Het ging in de eerste plaats om stilstand in een mobiliteitsdossier (!): in 1995 ontstond het embryo ervan en achttien jaar later – het boek verscheen in 2013 – was er nog steeds NIETS.

Er werd wel al 130 miljoen euro gespendeerd aan studiewerk en er hing een nog veel grotere schadeclaim van Noriant boven het hoofd van de Vlaamse regering.

Manu Claeys noemde het dossier ‘het grootste bestuurlijke debâcle van een Vlaamse regering ooit’. Ook Luc Huyse, de éminence grise onder de Belgisch sociologen drukte het zo uit: ‘Wat in Antwerpen is gebeurd en nog zal gebeuren is een unieke leerschool.

Het zou goed zijn als nu al een cel ‘leren uit Oosterweel’ aan het werk kon gaan. En lessen trekken uit wat vanaf het prille begin verkeerd is gelopen in de ramingen, de budgettering, de informatie. Maar ook en vooral uit het ontstane democratisch deficit.’ (zie binnenflap van het boek)

De ondertitel ‘Over machtspolitiek, betweterbestuur en achterkamerdemocratie’ is geladen en beschuldigend. Echte democratie heeft niets te maken met het één keer om de vier jaar uitbrengen van een symbolische stem.
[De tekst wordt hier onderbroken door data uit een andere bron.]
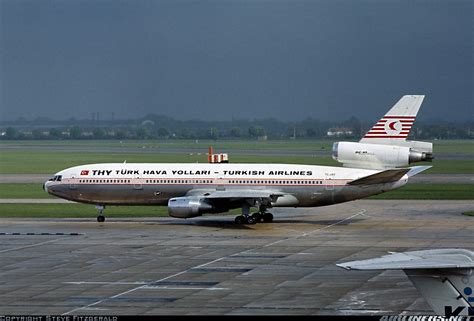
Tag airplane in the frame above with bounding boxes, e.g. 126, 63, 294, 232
43, 95, 433, 224
336, 248, 474, 317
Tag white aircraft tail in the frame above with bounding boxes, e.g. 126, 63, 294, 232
360, 95, 425, 145
332, 95, 433, 169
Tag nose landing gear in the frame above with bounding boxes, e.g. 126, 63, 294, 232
95, 205, 105, 223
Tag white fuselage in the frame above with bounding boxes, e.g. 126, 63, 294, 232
45, 163, 408, 210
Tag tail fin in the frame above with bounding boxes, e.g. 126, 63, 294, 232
337, 249, 474, 317
360, 95, 425, 145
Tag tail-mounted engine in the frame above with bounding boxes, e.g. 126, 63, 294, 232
332, 141, 433, 169
168, 196, 214, 218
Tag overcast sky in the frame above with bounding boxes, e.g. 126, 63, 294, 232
0, 0, 474, 121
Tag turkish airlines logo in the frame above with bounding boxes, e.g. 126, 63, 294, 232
385, 119, 403, 136
364, 116, 415, 138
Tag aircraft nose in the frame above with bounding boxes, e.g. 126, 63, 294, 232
43, 181, 49, 193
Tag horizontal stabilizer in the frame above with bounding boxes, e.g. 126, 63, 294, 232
347, 166, 431, 185
347, 168, 410, 185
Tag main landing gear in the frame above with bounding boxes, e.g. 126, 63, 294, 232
235, 204, 273, 225
95, 205, 105, 223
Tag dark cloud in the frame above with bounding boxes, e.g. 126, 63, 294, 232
0, 0, 474, 120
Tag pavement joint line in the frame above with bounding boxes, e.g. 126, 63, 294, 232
61, 256, 226, 315
263, 209, 367, 248
0, 239, 59, 253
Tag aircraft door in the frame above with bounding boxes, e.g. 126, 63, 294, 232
69, 176, 77, 189
133, 176, 143, 190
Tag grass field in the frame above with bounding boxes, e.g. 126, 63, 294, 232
0, 139, 474, 154
0, 140, 474, 174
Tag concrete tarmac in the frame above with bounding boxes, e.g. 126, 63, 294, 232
0, 200, 474, 315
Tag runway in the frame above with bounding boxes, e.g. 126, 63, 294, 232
0, 200, 474, 315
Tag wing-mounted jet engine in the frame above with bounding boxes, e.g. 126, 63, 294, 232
332, 95, 433, 169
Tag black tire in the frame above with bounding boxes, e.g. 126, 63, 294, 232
252, 213, 263, 223
263, 213, 273, 223
247, 216, 257, 224
234, 215, 245, 225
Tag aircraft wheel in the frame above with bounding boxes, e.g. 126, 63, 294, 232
247, 215, 257, 224
263, 213, 273, 223
252, 213, 263, 223
234, 215, 245, 225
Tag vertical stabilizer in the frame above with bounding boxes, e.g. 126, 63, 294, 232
360, 95, 425, 145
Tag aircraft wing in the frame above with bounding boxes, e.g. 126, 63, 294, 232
347, 166, 431, 185
187, 189, 284, 201
337, 248, 474, 317
337, 249, 474, 270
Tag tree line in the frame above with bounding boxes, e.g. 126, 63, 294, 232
0, 115, 474, 140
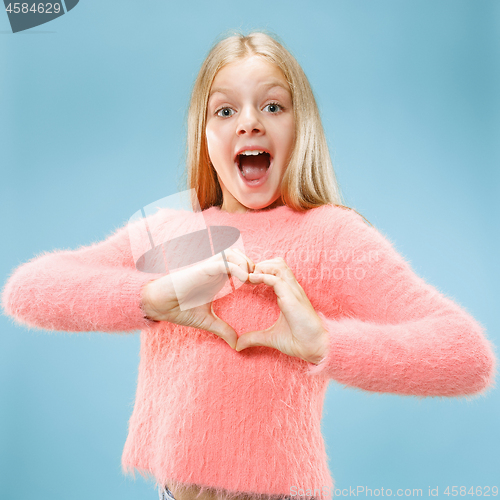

Dan wordt de politieke macht in handen van partijen en verkozenen gelegd die tijdens hun mandaat en volgens de regels van de formele representatieve democratie het voor het zeggen hebben. En niet die vervelende actiegroepen en wakkere burgers die roet in het eten dreigen te werpen van machtspolitici. Doorheen het hele boek klinkt het pleidooi door voor een meer horizontale besluitvorming. 

Burgerparticipatie bij de besluitvorming is noodzakelijk, maar, zo schrijft Claeys: ‘De praktijk leert echter dat de participatieve democratie een ondergeschoven kind blijft. De burger mag even de neus aan het venster steken, maar wanneer het erop aankomt, domineert altijd weer de politieke logica.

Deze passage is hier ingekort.